Die Autowelt hat sich entschieden: Der batterieelektrische Antrieb löst den Verbrennungsmotor ab. So zumindest scheint es aktuell. Audi liefert den e-tron quattro aus. Mercedes startet in der zweiten Jahreshälfte den EQC 400 als direkten Konkurrenten im SUV-Segment. Volkswagen-Boss Herbert Diess fordert gar, die Technologieoffenheit als Grundprinzip des Handelns aufzugeben und stattdessen ausschließlich aufs Batterieauto zu setzen. Er sollte sich den Mercedes angucken. Nicht den kommenden EQC, sondern den GLC F-Cell. Ein Elektroauto, das mit Strom aus einer Brennstoffzelle fährt. Gleichzeitig ist er Plug-in-Hybrid, denn seine Batterie lässt sich extern aufladen. Der F-Cell funktioniert exzellent, ist äußerst komfortabel, autobahntauglich, und nach dem Einstieg stellt sich das traditionelle Markengefühl ein. Das dürfte etlichen Interessenten durchaus etwas wert sein.

Der F-Cell-Nutzer kann entscheiden, ob er den Strom aus der Batterie bezieht, die sich extern an der Ladestation oder der heimischen Steckdose aufladen lässt, oder ihn im Auto über eine Brennstoffzelle erzeugt. Die Batterie fasst 9,3 Kilowattstunden (brutto: 13,5 kWh), die beiden Tanks 4,4 kg Wasserstoff. Im Test über 752 Kilometer sind wir meistens Autobahn gefahren, was die Brennstoffzelle zum hauptsächlichen Energieerzeuger gemacht hat. Dieser Einsatzzweck zeigt bereits, wo die Chance dieses Systems liegt: Im Pendelbetrieb zur Arbeit, bei der ländlichen Tour zum Supermarkt oder dem Sportverein sind kleine Batterieautos wie der Renault Zoe (Test) und der Honda Urban EV ideal. Wenn aber große Fahrzeuge lange Strecken bewältigen sollen, ist die Brennstoffzelle überlegen.

Zelle als Zuheizer

Wir haben den Mercedes GLC F-Cell zu Beginn geladen. In Hamburg hat das den Vorteil, an einer öffentlichen Ladesäule gleichzeitig einen Parkplatz zu haben. Die Ladeleistung liegt hier bei 7,4 kW; in spätestens 1,5 Stunden ist die Batterie voll. Reinsetzen, los geht es: Bei tagsüber frühlingshaften Temperaturen und niedriger Stadtgeschwindigkeit kommt der Strom für den 155 kW starken Elektromotor (365 Nm Drehmoment) zunächst aus der Batterie. Das lässt sich im Zentraldisplay ablesen, wo der jeweilige Momentanverbrauch aus den Speichern im Zusammenspiel gezeigt wird. Bis zur Grenze von Deutschlands zweitgrößter Stadt fährt der F-Cell vorwiegend mit Strom aus der Batterie – nur nach einer kalten Nacht konnten wir beobachten, dass die Brennstoffzelle kurz lief, um mit ihrer Abwärme die Heizung zu versorgen.

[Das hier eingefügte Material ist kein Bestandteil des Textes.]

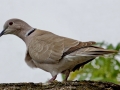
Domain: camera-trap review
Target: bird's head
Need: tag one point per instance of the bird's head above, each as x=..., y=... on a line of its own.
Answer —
x=14, y=26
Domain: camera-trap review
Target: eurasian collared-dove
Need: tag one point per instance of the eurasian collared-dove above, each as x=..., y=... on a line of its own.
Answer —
x=50, y=52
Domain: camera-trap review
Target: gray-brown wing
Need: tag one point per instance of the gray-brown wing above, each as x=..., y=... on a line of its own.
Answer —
x=49, y=48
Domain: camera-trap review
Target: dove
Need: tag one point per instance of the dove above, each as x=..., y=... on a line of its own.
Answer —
x=50, y=52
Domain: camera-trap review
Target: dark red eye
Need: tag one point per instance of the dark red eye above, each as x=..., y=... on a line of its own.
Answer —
x=10, y=23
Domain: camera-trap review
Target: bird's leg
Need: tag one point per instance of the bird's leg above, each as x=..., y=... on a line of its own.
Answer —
x=53, y=78
x=66, y=73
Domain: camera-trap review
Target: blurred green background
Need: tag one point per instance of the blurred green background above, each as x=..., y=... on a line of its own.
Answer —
x=104, y=68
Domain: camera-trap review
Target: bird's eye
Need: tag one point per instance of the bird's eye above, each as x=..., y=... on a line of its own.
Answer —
x=10, y=23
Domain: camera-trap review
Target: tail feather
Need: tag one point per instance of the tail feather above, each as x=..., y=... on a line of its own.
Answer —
x=95, y=51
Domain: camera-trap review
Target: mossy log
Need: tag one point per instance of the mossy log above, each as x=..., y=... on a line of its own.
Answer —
x=70, y=85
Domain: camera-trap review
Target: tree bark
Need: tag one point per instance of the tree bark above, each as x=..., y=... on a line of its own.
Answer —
x=70, y=85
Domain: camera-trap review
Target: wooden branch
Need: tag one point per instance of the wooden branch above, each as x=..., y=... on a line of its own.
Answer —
x=70, y=85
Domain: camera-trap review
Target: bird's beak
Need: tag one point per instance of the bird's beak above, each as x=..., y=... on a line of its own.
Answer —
x=2, y=33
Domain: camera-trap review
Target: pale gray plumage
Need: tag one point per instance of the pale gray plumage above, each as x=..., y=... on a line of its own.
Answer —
x=50, y=52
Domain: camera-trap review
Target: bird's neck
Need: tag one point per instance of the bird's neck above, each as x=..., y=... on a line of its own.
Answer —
x=24, y=33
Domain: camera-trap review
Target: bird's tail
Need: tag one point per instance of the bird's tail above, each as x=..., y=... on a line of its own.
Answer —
x=95, y=51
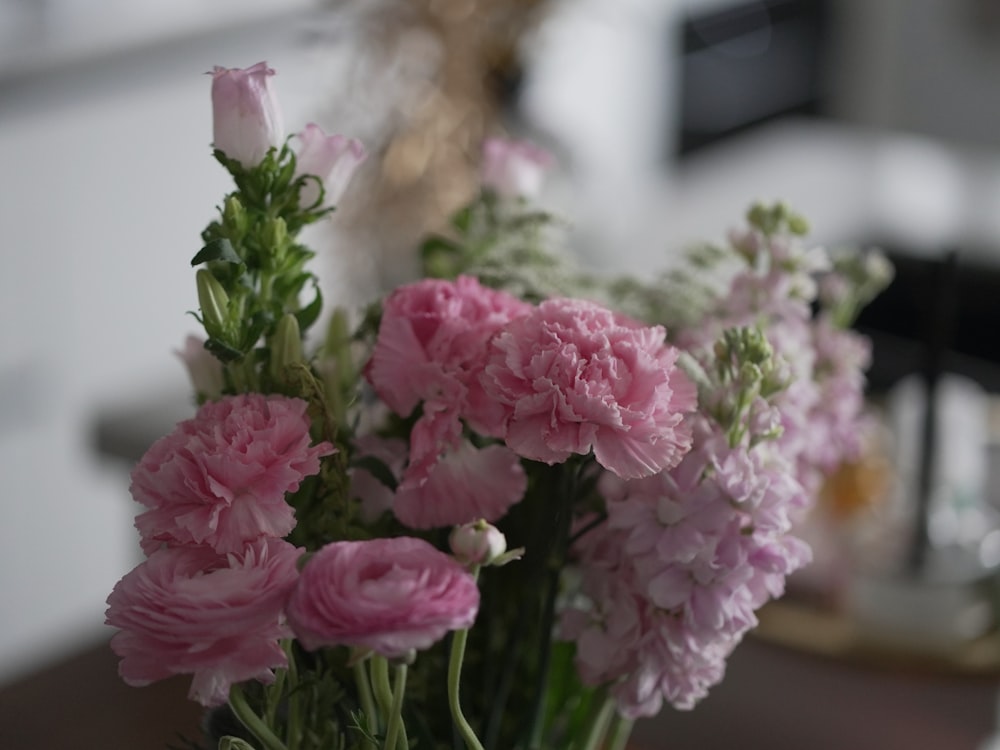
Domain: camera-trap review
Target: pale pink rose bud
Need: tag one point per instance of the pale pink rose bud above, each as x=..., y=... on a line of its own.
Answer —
x=204, y=370
x=477, y=543
x=331, y=158
x=389, y=595
x=246, y=119
x=514, y=169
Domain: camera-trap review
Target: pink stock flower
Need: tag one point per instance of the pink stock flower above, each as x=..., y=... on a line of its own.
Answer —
x=514, y=169
x=204, y=370
x=190, y=610
x=246, y=120
x=389, y=595
x=572, y=376
x=455, y=491
x=220, y=478
x=331, y=158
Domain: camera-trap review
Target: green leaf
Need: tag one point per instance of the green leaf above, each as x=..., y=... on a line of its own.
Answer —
x=435, y=245
x=308, y=314
x=223, y=351
x=217, y=249
x=462, y=219
x=378, y=469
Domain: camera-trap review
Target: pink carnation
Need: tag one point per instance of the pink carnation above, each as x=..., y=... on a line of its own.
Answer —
x=220, y=478
x=572, y=376
x=455, y=491
x=190, y=610
x=389, y=595
x=431, y=348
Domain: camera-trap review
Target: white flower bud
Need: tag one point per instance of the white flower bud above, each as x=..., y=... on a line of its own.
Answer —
x=477, y=543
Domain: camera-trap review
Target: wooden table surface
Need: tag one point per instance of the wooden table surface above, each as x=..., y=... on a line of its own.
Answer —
x=773, y=698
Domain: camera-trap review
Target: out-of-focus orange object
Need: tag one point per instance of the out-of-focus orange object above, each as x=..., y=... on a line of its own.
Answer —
x=857, y=486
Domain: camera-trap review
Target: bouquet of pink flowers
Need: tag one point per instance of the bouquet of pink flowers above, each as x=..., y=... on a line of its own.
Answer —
x=515, y=505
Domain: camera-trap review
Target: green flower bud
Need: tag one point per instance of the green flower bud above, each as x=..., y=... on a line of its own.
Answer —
x=276, y=235
x=234, y=215
x=214, y=303
x=286, y=346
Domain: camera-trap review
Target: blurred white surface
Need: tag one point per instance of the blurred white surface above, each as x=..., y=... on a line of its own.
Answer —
x=107, y=191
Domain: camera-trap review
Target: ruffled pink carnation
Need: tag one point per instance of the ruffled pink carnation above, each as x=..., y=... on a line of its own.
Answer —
x=190, y=610
x=388, y=595
x=430, y=350
x=455, y=491
x=572, y=376
x=220, y=478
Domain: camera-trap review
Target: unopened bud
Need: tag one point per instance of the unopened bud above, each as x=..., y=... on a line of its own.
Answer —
x=276, y=234
x=477, y=543
x=286, y=347
x=234, y=215
x=214, y=303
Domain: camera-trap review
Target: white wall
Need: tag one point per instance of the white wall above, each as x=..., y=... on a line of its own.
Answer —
x=106, y=180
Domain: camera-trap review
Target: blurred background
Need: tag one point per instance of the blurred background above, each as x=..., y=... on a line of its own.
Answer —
x=877, y=119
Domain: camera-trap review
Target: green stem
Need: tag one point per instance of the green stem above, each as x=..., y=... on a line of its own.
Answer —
x=380, y=683
x=274, y=693
x=250, y=720
x=621, y=729
x=293, y=730
x=571, y=476
x=454, y=678
x=454, y=681
x=366, y=698
x=395, y=735
x=599, y=724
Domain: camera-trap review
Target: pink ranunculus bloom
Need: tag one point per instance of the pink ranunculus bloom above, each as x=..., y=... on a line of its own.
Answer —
x=573, y=376
x=191, y=610
x=247, y=122
x=204, y=370
x=514, y=169
x=220, y=478
x=391, y=595
x=331, y=158
x=455, y=491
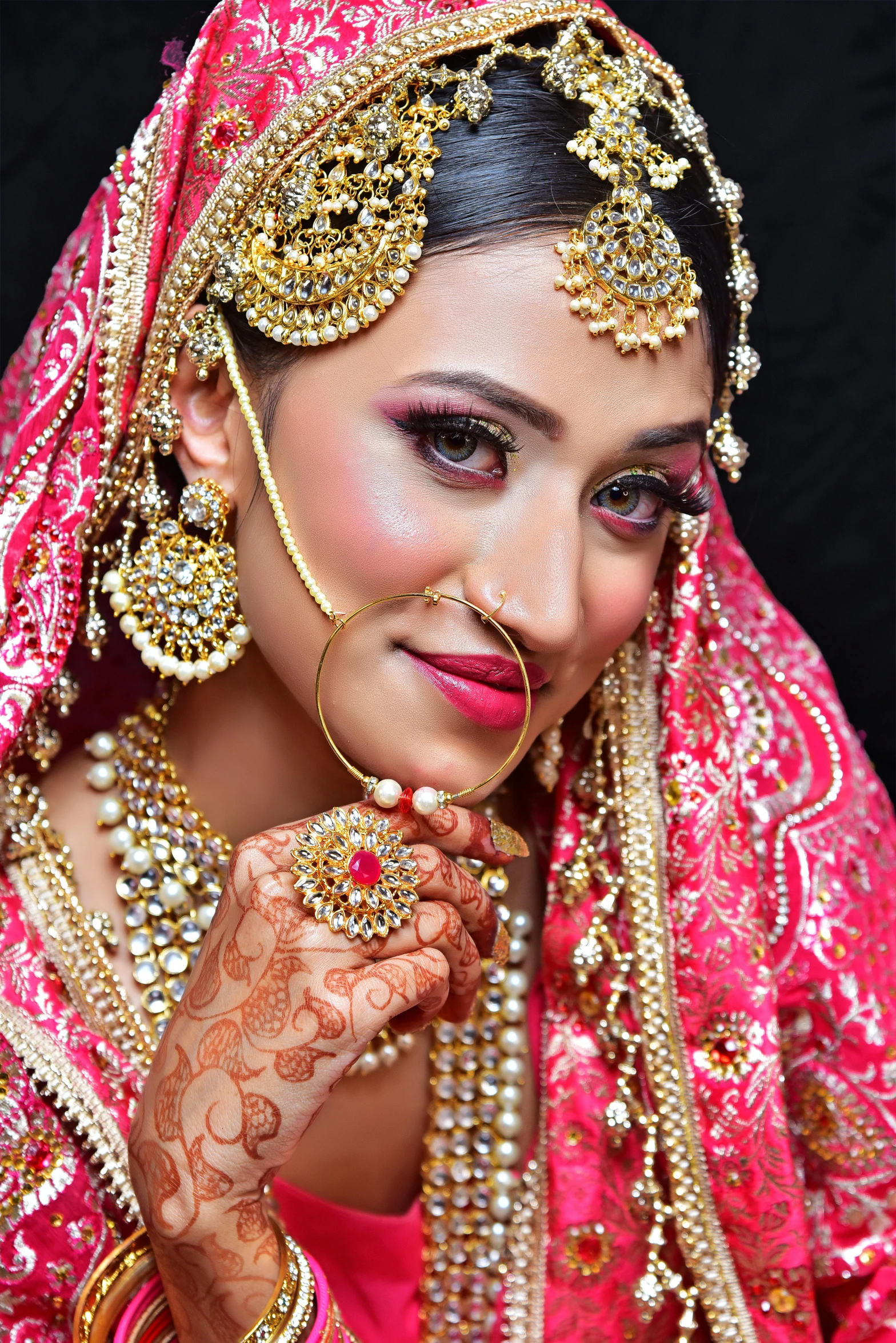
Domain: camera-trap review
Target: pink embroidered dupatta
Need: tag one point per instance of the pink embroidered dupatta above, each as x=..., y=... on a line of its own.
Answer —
x=765, y=872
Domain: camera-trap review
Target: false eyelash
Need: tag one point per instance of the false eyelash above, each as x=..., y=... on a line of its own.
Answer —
x=694, y=499
x=424, y=420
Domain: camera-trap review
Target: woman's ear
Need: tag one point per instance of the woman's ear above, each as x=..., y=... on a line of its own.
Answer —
x=207, y=442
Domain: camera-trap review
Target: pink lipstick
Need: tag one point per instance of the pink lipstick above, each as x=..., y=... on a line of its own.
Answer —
x=486, y=688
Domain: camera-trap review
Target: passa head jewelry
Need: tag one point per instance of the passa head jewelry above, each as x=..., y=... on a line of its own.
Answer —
x=178, y=597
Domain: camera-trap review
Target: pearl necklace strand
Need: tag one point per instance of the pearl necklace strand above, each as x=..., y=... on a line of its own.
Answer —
x=172, y=863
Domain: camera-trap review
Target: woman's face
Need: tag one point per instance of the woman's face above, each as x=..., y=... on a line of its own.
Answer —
x=477, y=440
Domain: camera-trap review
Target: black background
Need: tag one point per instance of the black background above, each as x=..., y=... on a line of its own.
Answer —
x=798, y=97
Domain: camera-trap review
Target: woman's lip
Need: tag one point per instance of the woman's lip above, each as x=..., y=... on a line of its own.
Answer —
x=489, y=706
x=491, y=669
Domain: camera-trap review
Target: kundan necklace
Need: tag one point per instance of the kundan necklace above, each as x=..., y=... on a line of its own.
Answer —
x=173, y=865
x=481, y=1201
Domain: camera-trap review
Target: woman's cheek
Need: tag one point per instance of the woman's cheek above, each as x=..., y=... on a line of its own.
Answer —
x=617, y=597
x=371, y=529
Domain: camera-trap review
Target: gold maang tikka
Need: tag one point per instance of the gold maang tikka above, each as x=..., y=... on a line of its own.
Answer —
x=336, y=238
x=624, y=257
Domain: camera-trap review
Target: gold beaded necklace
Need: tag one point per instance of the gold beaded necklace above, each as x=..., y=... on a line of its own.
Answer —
x=172, y=863
x=481, y=1201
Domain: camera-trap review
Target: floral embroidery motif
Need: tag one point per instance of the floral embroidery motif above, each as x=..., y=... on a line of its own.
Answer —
x=836, y=1126
x=223, y=132
x=588, y=1248
x=726, y=1047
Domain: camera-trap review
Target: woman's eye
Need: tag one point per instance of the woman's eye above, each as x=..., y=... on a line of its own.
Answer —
x=454, y=445
x=630, y=499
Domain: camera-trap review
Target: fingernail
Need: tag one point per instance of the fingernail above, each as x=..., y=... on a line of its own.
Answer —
x=507, y=840
x=501, y=951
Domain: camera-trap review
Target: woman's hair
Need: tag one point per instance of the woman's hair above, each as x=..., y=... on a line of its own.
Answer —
x=513, y=176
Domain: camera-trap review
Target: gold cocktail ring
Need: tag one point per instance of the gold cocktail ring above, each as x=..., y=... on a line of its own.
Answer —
x=350, y=868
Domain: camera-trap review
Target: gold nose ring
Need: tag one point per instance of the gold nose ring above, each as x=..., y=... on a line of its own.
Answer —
x=493, y=614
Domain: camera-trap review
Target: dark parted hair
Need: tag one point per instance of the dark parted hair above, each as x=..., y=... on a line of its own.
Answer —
x=513, y=176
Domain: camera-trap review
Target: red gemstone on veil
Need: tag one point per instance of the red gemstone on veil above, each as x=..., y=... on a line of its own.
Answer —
x=364, y=868
x=225, y=135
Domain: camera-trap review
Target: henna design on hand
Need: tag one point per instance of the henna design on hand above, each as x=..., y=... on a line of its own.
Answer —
x=275, y=1013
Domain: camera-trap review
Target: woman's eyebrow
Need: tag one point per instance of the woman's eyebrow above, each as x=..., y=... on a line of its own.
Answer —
x=667, y=436
x=497, y=394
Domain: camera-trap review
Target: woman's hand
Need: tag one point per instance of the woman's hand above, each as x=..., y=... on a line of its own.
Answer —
x=277, y=1010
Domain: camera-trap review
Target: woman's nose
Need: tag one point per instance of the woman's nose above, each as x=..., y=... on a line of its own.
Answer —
x=538, y=564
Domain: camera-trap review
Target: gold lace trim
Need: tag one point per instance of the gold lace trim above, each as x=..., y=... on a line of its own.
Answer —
x=73, y=1095
x=701, y=1236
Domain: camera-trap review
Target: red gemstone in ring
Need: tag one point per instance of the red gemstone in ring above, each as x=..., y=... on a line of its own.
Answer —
x=364, y=868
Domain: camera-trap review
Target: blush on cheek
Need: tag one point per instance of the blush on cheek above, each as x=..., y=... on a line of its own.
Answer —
x=376, y=535
x=617, y=603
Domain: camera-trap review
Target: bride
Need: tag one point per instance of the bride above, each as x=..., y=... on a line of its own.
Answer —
x=481, y=923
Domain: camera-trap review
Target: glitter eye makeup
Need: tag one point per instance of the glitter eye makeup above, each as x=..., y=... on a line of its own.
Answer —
x=458, y=444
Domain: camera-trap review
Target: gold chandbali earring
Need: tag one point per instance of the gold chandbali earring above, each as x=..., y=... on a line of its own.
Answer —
x=352, y=869
x=178, y=597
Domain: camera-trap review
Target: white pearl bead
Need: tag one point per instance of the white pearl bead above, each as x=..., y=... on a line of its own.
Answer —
x=101, y=775
x=121, y=840
x=101, y=746
x=387, y=793
x=502, y=1207
x=137, y=860
x=506, y=1154
x=172, y=894
x=109, y=811
x=521, y=923
x=426, y=801
x=509, y=1123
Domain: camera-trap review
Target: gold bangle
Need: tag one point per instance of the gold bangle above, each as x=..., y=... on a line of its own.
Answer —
x=110, y=1287
x=293, y=1302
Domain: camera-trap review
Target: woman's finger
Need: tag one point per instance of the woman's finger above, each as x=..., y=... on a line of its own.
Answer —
x=441, y=879
x=461, y=832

Beim Beschleunigen auf der Auffahrt zur Autobahn boostet die Batterie nochmals – wie immer, wenn die maximale Leistung gefordert wird. Das führt im Vergleich zum Hyundai Nexo (Test) und dem Toyota Mirai (Test) zu einer höheren Agilität: Zwar bringt die große Batterie des Mercedes Nachteile beim Packaging und dem Gewicht mit sich. Andererseits hat sie mehr Leistung, die auch schneller abrufbar ist. Gleichzeitig sorgt sie dafür, dass die Brennstoffzelle möglichst häufig im Teillastbereich arbeitet. Hier fühlt sie sich am wohlsten.

Wie ein Diesel

Autobahnen sind die Domäne des Mercedes GLC F-Cell. Die Geräuschdämmung ist herausragend und der Elektromotor läuft ohnehin vibrationsfrei. Wir halten die Tempolimits ein und stellen die automatische Geschwindigkeitsregelung auf 160 km/h, wo es keine Begrenzung gibt. Mehr geht nicht – der große Mercedes ist abgeregelt. Das mag für die hiesigen Verhältnisse etwas dürftig erscheinen, global spielt es keine Rolle. Wie lange dies in Deutschland noch der Fall ist, wurde gerade einmal wieder leidenschaftlich diskutiert. Für ein 2,1 Tonnen schweres, sehr leises Auto mit 255er-Reifen sind 160 km/h so etwas wie lockeres Cruisen.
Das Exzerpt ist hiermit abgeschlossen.